A las 2 de la tarde, uno de los mandos golpistas, Javier Palacios, notificó que había encontrado el cuerpo sin vida de Allende. El objetivo del golpe de Estado se había logrado tres horas después de que venciera el ultimátum de los golpistas que rodeaban La Moneda: rendirse y mandarlo en un avión con su familia fuera del país, o entregar el poder (que ganó legítimamente en las urnas) y arriesgarse a una muerte segura bajo los escombros del palacio presidencial, que ya había comenzado a ser bombardeado.

Antes de informar que jamás se rendiría a los traidores, Allende transmitió su último mensaje a los chilenos, quizá consciente de que sus palabras quedarían para la historia: “Mucho más temprano que tarde, se abrirán las grandes alamedas por donde pase el hombre libre para construir una sociedad mejor. ¡Viva Chile!, ¡viva el pueblo!, ¡vivan los trabajadores!”.

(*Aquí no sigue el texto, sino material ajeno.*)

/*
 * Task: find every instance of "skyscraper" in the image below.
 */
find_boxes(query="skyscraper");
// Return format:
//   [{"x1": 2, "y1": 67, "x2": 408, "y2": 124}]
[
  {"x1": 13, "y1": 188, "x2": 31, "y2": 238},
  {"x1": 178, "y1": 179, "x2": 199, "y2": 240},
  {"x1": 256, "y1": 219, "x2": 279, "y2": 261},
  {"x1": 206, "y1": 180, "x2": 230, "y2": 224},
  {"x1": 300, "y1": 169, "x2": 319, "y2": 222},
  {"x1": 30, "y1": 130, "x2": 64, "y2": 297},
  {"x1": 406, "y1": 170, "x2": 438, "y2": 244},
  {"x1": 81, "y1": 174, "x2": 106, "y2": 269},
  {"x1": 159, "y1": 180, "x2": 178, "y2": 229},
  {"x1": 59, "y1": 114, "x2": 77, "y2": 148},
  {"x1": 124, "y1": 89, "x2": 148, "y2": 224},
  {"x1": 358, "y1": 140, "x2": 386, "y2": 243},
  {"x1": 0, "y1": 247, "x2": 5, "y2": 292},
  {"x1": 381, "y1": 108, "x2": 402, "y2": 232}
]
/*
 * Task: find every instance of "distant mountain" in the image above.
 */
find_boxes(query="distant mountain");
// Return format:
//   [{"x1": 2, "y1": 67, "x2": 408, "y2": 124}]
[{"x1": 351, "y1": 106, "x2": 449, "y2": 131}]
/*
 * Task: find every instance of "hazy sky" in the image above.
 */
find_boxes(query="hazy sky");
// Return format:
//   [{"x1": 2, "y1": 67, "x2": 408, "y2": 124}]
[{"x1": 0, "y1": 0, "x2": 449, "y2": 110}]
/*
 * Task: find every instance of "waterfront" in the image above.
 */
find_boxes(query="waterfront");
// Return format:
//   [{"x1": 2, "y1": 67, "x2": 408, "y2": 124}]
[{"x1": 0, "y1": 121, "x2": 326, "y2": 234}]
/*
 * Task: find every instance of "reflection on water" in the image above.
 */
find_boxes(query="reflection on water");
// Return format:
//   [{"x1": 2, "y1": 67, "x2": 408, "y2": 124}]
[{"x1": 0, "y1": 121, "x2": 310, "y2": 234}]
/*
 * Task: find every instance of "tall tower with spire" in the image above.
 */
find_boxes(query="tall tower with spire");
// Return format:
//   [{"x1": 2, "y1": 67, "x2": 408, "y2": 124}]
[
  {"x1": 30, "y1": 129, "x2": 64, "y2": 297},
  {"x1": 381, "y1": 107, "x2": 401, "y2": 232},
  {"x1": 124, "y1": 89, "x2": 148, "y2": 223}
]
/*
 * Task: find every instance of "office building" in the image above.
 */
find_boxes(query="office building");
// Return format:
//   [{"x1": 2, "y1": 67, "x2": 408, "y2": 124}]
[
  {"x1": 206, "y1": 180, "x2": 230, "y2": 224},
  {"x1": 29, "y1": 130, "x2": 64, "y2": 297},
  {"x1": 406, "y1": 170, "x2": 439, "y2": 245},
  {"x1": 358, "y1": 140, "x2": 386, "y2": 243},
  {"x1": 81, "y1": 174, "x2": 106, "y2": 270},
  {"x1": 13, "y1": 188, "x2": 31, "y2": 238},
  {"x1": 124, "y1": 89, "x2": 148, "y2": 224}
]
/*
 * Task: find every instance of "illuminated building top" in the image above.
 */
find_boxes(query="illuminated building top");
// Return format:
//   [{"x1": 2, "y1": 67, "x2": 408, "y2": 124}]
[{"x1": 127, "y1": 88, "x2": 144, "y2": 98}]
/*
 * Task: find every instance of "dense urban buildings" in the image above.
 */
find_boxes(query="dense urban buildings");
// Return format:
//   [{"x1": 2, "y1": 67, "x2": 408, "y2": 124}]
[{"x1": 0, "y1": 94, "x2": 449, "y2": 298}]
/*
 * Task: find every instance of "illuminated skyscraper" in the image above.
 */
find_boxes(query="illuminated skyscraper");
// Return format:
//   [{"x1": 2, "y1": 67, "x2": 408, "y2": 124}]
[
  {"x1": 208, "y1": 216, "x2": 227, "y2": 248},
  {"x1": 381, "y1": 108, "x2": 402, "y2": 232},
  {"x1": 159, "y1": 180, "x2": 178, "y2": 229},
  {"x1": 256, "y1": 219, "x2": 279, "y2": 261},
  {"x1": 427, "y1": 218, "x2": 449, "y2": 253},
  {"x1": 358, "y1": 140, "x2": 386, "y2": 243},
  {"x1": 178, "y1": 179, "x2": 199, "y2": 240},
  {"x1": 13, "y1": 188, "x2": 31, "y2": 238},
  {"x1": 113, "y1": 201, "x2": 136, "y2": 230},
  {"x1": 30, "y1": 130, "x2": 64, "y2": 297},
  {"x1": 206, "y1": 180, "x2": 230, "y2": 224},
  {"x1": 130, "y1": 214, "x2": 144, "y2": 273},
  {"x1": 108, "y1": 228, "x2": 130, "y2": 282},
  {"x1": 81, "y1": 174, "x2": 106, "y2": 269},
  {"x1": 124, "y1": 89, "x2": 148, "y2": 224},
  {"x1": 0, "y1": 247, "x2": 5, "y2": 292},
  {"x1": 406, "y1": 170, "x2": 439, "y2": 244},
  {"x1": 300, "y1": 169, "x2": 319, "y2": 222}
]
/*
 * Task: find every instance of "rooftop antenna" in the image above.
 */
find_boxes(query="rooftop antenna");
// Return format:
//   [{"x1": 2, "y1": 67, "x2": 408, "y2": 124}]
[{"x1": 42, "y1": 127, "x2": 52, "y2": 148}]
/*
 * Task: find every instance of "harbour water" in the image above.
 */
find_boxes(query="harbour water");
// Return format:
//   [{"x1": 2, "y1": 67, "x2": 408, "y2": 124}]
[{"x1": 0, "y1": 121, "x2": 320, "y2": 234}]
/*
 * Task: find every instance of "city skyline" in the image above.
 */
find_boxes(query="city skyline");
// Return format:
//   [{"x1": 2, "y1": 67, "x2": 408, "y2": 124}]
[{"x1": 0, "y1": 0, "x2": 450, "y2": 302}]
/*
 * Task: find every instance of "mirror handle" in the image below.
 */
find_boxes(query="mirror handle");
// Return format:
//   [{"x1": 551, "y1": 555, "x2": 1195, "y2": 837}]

¿Dónde están las alamedas?

Por desgracia, la previsión de Allende no fue acertada en su totalidad. Los chilenos recuperaron la democracia, sí, pero más tarde que temprano (17 años es una eternidad para quien sufre por la falta de libertades en un Estado opresor) y las alamedas por donde debía pasar el hombre libre siguen sin estar abiertas para todos, empezando por los que aún buscan a sus familiares desaparecidos y la mayoría que no se benefició de la economía neoliberal.

Al contrario que en Argentina, que condenó hace décadas a sus mandos represores militares, gracias a algunos fiscales valientes y la promesa cumplida del presidente Néstor Kirchner (y luego de su esposa Cristina) de llevar a los tribunales civiles a los militares criminales, en Chile, el dictador Pinochet murió de anciano en su cama, en paz y multimillonario. 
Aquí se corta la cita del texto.